Self labeled dataset training is based on pytorch3 7 yolov5 palm recognition model

Prepare dataset

1. Shooting

Use the iphone 7 Plus continuous shooting function to take 1000 pictures of left and right hands in different light.

2. Picture renaming

Mobile phone automatic naming is inconvenient to traverse, so it needs to be changed to 1 jpg，2.jpg.
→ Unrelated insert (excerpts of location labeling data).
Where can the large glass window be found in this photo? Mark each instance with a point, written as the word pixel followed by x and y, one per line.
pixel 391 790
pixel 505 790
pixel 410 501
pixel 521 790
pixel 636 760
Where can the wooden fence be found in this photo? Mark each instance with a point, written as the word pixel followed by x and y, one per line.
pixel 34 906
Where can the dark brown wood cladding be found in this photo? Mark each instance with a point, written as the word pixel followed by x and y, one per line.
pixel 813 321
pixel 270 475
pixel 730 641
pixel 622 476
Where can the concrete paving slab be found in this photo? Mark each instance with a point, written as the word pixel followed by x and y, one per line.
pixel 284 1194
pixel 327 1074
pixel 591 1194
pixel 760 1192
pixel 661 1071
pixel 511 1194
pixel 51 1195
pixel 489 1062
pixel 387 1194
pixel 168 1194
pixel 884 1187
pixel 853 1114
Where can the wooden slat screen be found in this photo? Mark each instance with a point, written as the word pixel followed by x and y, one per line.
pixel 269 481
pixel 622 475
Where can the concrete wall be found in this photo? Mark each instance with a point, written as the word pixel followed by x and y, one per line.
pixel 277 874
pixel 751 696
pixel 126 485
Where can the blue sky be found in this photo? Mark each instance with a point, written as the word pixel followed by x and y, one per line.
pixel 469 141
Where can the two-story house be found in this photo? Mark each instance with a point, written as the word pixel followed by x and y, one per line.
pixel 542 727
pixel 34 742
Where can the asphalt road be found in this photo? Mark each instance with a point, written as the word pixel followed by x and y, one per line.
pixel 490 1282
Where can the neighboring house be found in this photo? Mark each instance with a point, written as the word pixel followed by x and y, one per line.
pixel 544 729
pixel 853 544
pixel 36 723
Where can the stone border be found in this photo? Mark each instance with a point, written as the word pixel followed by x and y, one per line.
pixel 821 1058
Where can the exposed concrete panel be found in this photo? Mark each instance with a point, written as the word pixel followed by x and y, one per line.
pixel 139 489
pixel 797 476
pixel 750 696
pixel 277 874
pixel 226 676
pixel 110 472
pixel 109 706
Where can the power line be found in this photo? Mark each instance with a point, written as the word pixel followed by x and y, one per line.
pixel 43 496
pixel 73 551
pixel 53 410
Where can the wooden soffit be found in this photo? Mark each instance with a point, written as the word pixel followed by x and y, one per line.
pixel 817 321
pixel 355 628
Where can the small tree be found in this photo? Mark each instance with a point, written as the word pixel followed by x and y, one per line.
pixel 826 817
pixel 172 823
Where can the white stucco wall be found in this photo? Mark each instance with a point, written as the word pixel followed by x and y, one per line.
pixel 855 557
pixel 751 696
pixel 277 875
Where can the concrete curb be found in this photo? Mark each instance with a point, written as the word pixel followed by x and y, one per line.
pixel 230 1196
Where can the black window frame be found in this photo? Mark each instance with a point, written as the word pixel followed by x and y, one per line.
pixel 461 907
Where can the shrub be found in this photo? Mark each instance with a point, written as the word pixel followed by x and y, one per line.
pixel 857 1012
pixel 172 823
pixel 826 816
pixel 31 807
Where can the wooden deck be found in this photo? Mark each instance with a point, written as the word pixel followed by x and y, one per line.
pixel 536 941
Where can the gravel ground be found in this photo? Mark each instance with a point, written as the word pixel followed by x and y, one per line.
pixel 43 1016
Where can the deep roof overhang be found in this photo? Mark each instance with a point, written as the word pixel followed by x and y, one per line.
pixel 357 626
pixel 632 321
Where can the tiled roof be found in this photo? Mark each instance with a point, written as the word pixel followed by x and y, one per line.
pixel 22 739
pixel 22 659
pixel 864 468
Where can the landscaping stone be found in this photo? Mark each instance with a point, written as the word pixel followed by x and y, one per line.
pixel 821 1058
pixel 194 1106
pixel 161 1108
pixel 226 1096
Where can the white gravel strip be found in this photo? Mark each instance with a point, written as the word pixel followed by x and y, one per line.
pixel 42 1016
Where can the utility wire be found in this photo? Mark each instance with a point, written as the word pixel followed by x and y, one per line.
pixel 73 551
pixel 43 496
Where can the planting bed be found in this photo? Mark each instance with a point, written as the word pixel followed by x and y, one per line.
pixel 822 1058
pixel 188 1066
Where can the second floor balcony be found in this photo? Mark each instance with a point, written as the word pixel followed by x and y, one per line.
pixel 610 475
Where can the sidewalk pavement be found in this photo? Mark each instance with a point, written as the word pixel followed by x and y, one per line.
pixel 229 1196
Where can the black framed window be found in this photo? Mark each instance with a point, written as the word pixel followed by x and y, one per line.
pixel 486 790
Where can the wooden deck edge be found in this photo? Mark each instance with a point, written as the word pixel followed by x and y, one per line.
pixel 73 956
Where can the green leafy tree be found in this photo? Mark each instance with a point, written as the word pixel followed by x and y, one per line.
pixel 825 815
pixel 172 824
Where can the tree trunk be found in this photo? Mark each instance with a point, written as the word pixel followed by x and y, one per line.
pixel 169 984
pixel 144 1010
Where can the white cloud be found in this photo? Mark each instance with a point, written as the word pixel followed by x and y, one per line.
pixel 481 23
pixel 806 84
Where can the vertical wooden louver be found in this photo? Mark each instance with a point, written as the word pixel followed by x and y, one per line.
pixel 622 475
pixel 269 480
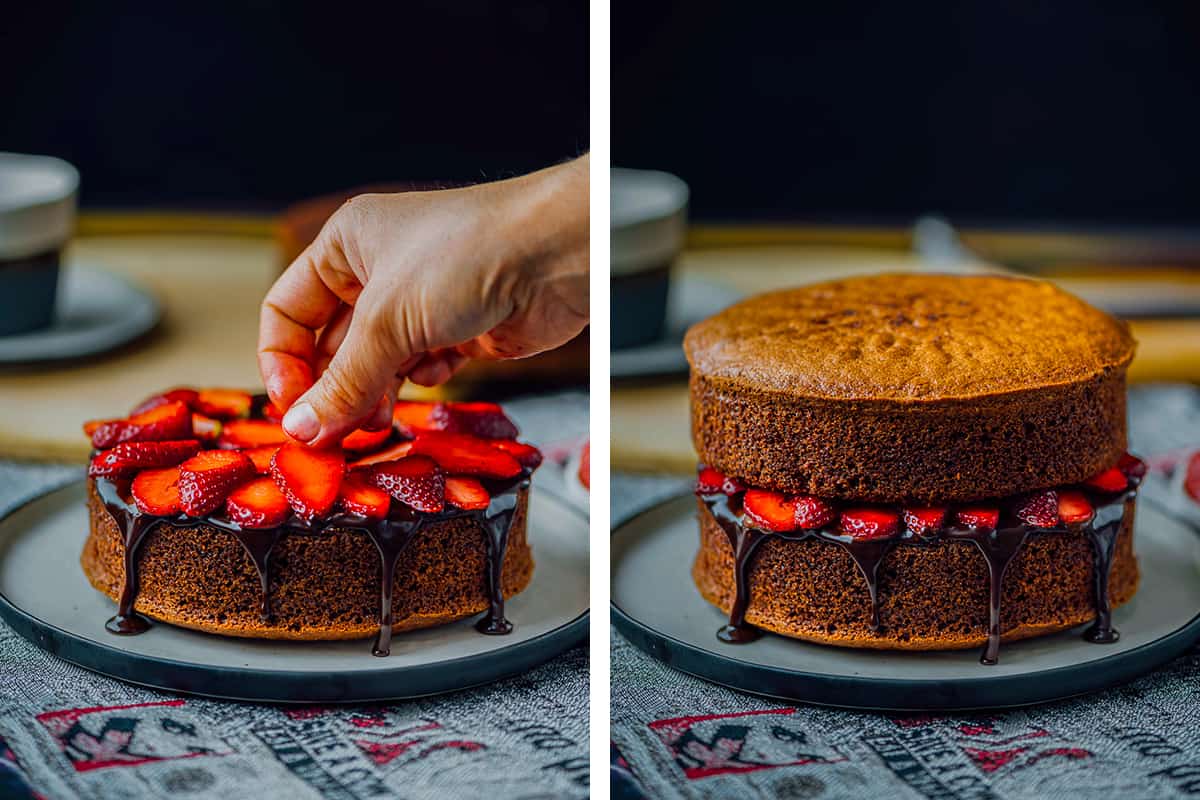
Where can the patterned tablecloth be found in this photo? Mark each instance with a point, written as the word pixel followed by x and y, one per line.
pixel 678 737
pixel 69 733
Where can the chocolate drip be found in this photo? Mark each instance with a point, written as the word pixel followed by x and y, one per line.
pixel 390 537
pixel 1103 536
pixel 497 522
pixel 258 546
pixel 868 554
pixel 135 528
pixel 743 541
pixel 997 547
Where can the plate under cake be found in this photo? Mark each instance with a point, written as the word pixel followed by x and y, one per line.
pixel 204 516
pixel 913 462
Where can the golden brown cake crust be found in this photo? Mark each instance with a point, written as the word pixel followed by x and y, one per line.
pixel 931 597
pixel 322 587
pixel 910 388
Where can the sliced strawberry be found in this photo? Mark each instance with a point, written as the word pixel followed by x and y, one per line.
pixel 1110 480
pixel 223 403
pixel 183 395
pixel 484 420
pixel 208 477
pixel 241 434
pixel 979 517
pixel 467 493
pixel 413 416
pixel 129 457
pixel 769 510
pixel 924 521
pixel 1074 507
pixel 813 512
pixel 156 491
pixel 709 481
pixel 366 440
pixel 870 523
pixel 586 465
pixel 205 428
pixel 415 480
pixel 261 457
pixel 361 498
pixel 258 503
pixel 167 422
pixel 1039 509
pixel 527 455
pixel 1132 465
pixel 310 479
pixel 462 455
pixel 395 452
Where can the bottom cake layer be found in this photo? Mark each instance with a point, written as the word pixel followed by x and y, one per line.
pixel 931 596
pixel 322 587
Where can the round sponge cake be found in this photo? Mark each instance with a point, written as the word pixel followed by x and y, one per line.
pixel 910 388
pixel 322 587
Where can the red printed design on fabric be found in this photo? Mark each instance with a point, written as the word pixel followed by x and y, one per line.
pixel 412 741
pixel 127 735
pixel 745 741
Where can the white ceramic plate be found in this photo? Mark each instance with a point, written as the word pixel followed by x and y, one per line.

Run the following code.

import os
import re
import sys
path = r"D:data\images"
fileList = os.listdir(path)  # Folder to be modified
print("Before modification:" + str(fileList))  # Files contained in the output folder
os.chdir(path)  # Change the current working directory to the location of the folder to be modified
num = 1  # Name variable
for fileName in fileList:  # Traverse all files in the folder
    pat = ".+\.(jpg|jpeg|JPG)"  # Regular expression matching file name
    pattern = re.findall(pat, fileName)  # Match
    print('pattern[0]:', pattern)
    print('num: ', num, 'filename:', fileName)
    os.rename(fileName, (str(num) + '.' + pattern[0]))  # File rename
    num = num + 1  # Change the number and proceed to the next item
print("---------------------------------------------------")
sys.stdin.flush()  # Refresh
print("After modification:" + str(os.listdir(path)))  # Export the files contained in the modified folder

All pictures 1-1000 jpg

3. Label dataset

We use pascal VOC data format here, What is pascal VOC format.

(1) Installing labelImg

Fool pip installation tutorial

(2) New data folder

There is a data folder in the original directory of yolov5-5.0. The existing files are as follows.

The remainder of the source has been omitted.